In 2023, the United States EPA determined that trichloroethylene presents an unreasonable risk of injury to human health under 52 out of 54 conditions of use, including during manufacturing, processing, mixing, recycling, vapor degreasing, as a lubricant, adhesive, sealant, cleaning product, and spray. It is dangerous from both inhalation and dermal exposure and was most strongly associated with immunosuppressive effects for acute exposure, as well as autoimmune effects for chronic exposures.

As of June 1, 2023, two U.S. states (Minnesota and New York) have acted on the EPA's findings and banned trichloroethylene in all cases but research and development.

==== Proposed U.S. federal regulation ====
In 2001, a draft report of the Environmental Protection Agency (EPA) laid the groundwork for tough new standards to limit public exposure to trichloroethylene. The assessment set off a fight between the EPA and the Department of Defense (DoD), the Department of Energy, and NASA, who appealed directly to the White House. They argued that the EPA had produced junk science, its assumptions were badly flawed, and that evidence exonerating the chemical was ignored.

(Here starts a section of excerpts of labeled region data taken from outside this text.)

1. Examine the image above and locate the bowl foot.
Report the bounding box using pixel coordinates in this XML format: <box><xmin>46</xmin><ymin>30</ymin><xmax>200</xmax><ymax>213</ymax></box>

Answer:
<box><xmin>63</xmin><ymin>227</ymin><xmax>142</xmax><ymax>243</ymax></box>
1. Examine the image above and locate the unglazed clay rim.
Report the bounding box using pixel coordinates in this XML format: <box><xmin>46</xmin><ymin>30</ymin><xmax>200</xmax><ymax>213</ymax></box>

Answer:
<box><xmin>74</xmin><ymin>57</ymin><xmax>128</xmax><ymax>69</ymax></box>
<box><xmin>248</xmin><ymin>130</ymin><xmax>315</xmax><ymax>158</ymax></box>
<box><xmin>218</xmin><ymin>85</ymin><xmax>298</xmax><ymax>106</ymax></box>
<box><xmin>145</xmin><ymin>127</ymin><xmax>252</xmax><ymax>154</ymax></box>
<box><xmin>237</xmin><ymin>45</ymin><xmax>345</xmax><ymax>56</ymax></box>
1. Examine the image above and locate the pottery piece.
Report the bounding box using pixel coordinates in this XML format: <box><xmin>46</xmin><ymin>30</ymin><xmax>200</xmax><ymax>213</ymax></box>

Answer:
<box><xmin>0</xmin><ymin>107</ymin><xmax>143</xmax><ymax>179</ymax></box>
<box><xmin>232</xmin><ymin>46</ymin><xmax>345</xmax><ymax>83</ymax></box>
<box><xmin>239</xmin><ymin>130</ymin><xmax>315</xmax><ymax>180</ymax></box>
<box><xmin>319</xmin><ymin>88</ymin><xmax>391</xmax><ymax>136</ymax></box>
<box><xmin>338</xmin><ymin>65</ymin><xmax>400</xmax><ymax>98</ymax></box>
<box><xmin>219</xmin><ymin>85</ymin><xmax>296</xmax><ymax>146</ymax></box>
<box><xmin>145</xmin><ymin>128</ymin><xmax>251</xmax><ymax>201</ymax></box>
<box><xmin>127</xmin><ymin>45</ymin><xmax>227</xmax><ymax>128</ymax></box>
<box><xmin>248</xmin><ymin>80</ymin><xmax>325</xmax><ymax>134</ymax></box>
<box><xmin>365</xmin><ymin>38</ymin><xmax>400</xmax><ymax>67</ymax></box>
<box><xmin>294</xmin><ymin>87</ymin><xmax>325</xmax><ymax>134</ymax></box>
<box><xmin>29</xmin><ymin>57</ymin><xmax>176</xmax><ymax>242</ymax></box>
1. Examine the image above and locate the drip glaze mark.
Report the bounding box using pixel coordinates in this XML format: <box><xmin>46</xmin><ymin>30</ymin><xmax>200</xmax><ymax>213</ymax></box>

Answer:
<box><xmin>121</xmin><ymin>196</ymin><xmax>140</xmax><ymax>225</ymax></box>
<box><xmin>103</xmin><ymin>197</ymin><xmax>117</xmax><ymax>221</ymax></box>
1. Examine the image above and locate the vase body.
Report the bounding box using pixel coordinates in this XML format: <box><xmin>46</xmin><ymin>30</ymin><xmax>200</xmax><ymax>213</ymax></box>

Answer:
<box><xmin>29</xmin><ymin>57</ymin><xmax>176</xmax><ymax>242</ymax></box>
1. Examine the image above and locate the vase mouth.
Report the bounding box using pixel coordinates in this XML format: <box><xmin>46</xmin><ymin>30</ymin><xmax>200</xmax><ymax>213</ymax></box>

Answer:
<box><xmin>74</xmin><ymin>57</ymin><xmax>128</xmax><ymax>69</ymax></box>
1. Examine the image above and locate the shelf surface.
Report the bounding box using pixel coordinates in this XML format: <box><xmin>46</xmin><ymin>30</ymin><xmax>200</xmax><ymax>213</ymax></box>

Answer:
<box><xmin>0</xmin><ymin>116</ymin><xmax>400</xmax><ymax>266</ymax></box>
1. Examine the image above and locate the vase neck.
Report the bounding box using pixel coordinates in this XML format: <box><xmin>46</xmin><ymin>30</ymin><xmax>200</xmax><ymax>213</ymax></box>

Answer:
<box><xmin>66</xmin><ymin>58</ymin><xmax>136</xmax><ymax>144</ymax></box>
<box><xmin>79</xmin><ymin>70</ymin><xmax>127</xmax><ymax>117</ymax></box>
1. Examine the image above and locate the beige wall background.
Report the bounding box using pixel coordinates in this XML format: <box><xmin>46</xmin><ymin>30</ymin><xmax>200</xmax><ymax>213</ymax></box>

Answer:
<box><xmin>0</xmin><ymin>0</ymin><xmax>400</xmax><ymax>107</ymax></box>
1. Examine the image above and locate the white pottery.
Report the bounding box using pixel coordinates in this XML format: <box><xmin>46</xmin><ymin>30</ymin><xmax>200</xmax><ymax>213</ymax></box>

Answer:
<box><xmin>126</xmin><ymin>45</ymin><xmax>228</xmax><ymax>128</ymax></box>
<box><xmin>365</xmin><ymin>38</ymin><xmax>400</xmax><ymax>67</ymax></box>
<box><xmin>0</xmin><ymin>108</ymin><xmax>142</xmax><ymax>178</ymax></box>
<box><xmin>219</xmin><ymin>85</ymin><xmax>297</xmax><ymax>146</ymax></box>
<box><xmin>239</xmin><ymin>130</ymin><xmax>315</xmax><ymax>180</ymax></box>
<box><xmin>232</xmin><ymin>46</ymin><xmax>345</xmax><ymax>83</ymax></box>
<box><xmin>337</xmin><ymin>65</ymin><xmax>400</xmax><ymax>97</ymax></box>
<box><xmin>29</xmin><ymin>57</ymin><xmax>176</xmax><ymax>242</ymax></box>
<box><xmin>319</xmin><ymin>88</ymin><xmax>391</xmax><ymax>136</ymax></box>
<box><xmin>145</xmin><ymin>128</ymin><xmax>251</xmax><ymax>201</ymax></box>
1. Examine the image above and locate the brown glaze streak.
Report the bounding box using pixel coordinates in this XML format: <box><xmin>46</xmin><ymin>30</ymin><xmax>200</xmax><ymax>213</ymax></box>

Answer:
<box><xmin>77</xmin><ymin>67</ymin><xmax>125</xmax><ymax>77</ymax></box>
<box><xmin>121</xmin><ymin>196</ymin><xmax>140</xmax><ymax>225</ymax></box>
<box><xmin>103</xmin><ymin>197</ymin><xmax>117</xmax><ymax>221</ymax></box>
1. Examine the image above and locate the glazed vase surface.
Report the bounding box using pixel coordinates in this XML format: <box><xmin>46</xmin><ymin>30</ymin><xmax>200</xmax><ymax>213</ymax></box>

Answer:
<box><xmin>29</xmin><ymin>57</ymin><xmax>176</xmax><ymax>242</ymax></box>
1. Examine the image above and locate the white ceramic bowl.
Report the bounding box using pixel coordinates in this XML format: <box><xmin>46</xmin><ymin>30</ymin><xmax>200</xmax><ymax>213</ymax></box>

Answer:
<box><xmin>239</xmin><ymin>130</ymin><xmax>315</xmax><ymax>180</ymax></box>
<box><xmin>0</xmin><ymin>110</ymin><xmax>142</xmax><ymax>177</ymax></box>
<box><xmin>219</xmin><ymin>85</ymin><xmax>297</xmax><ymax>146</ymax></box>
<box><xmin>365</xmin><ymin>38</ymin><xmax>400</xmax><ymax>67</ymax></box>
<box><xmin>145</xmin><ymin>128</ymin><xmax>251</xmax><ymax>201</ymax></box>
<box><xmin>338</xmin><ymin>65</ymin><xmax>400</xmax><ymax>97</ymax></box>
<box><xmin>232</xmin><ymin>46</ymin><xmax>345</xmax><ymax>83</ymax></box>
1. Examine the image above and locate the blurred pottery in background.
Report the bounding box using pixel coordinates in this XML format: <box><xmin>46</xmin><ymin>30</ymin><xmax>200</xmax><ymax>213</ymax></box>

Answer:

The DoD has about 1,400 military properties nationwide that are contaminated with trichloroethylene. Many of these sites are detailed and updated by www.cpeo.org and include a former ammunition plant in the Twin Cities area. Twenty three sites in the Energy Department's nuclear weapons complex—including Lawrence Livermore National Laboratory in the San Francisco Bay area, and NASA centers, including the Jet Propulsion Laboratory in La Cañada Flintridge are reported to have TCE contamination.

Political appointees in the EPA sided with the Pentagon and agreed to pull back the risk assessment. In 2004, the National Academy of Sciences was given a $680,000 contract to study the matter, releasing its report in the summer of 2006. The report has raised more concerns about the health effects of TCE.

===European Union===
In the European Union, the Scientific Committee on Occupational Exposure Limit Values (SCOEL) recommends an exposure limit for workers exposed to trichloroethylene of 10 ppm (54.7 mg/m^{3}) for 8-hour TWA and of 30 ppm (164.1 mg/m^{3}) for STEL (15 minutes).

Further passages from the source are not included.